I was turning to leave when instantly I began to regret what I wrote. For one, I wrote it in English, and the last thing I want is for the Japanese that read it after us to think that all gaijin were jerks. And two, I felt really bad for writing such a downer comment in the middle of all these people’s happy comments (I have no idea what the *bleep* they were looking at that they could think this crappy ass non-attraction was sugoi but still I don’t want to be the guy that steal’s people’s sunshine). Alas, I had written the comment in pen, and I couldn’t erase it. Struggling to think of what to do, I remember writing some crappy afterthought along the lines of
But the bridge was pretty cool
(yes, I even put a stupid smiley face in there). It was pretty clear that it was a forced afterthought, but I didn’t have time to do anything else as one of the staff was starting in our direction and I knew that we had to get out of there before they trapped us next to the guestbook and saw my shameful little act of impudence emblazoned in black ink for all of time.
Some of Awajishima’s famed onions for sale…
So we beat it, but to this day I feel really bad about that little bit of pouty self-indulgence. It’s such a little thing, but it’s just not me, and it’s just not the image I want to portray about foreigners to the Japanese. It pains me to think that Japanese people will read that afterward and think “what a jerk! why’d he have to ruin such an otherwise happy and jovial page with that negative comment?”
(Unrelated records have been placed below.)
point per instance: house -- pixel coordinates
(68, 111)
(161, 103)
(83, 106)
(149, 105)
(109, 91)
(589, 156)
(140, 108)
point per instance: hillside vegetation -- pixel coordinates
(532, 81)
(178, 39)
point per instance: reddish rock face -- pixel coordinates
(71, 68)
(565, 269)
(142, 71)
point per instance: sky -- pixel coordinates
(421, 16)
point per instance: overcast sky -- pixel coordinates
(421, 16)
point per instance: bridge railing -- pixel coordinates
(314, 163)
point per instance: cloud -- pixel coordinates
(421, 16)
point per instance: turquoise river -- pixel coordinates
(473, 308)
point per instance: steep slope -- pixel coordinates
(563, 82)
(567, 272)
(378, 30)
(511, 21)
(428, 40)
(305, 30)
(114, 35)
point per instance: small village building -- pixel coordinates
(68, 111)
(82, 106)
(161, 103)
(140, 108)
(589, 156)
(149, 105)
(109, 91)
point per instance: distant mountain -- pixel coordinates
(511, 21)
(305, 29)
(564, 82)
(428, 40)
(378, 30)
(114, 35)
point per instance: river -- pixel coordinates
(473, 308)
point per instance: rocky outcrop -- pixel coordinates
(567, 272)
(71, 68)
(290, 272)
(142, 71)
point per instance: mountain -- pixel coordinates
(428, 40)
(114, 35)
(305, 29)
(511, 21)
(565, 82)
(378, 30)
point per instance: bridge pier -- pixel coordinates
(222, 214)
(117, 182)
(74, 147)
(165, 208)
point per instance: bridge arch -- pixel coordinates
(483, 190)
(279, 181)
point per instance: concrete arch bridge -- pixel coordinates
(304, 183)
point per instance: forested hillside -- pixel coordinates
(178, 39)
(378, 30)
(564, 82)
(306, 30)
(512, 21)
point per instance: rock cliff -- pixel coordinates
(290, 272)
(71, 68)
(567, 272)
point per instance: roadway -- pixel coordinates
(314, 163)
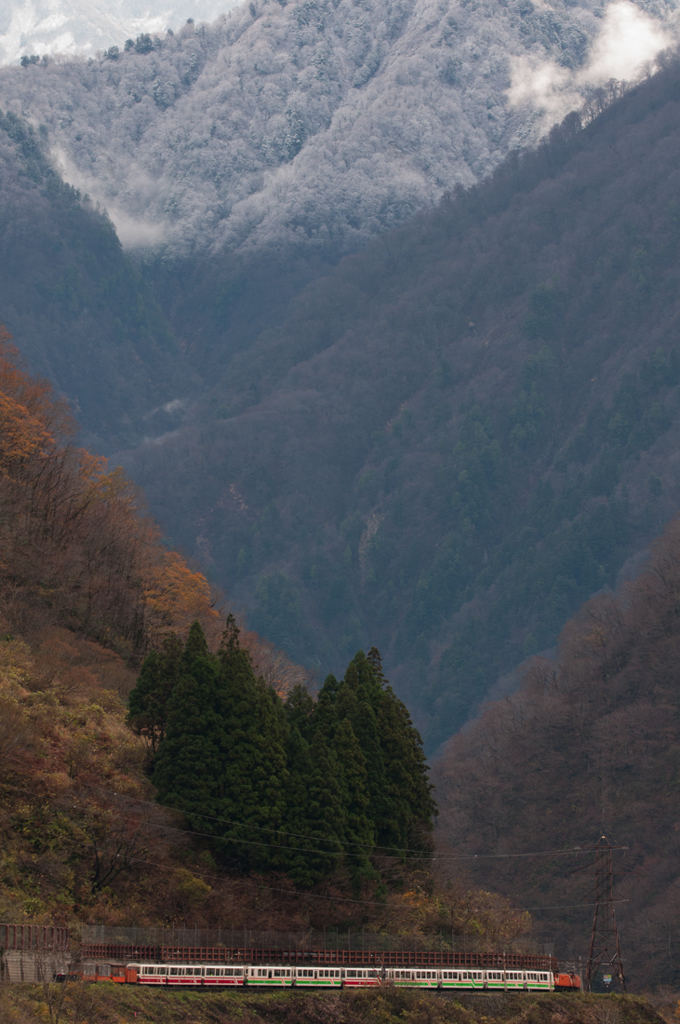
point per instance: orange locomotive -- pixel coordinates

Being in a foreign country forces you to think about the way in which your actions are seized upon by others to act as a basis for stereotypes and misconceptions about your entire people and nation. It’s not right of course, but that doesn’t mean that people don’t do it, so we need to be responsible and ever vigilant of our actions abroad and how they will be regarded by those around us. I slipped up and I really regret it, but I guess there’s nothing left to do now but to try to make sure I am even more vigilant in the future.
Anyway, with the disappointing non-whirlpool pathetically sloshing around behind us, we climb back into the car and head south, into Shikoku, where we make camp at a highway stop for the night. All in all, it was a pretty blah kind of day, hampered by the rain, cloudy skies and some disappointing attractions. But you’re bound to have those kind of days in any extended road trip and fortunately for us, the next day would more than make up for it, as we were about to embark on a journey into one of the most beautiful and remote areas of Japan.
But for that story, you’ll need to stay tuned.
Now listening to: “The Notorious B.I.G. – Everyday Struggle”
Hard to believe that this song dropped way the hell back in 1994 (more than 15 years ago!)… to this day it remains one of the best rap songs I’ve ever heard. Biggie just absolutely tears it up on this track. And his flow set against those snare beats… it’s just freaking insane.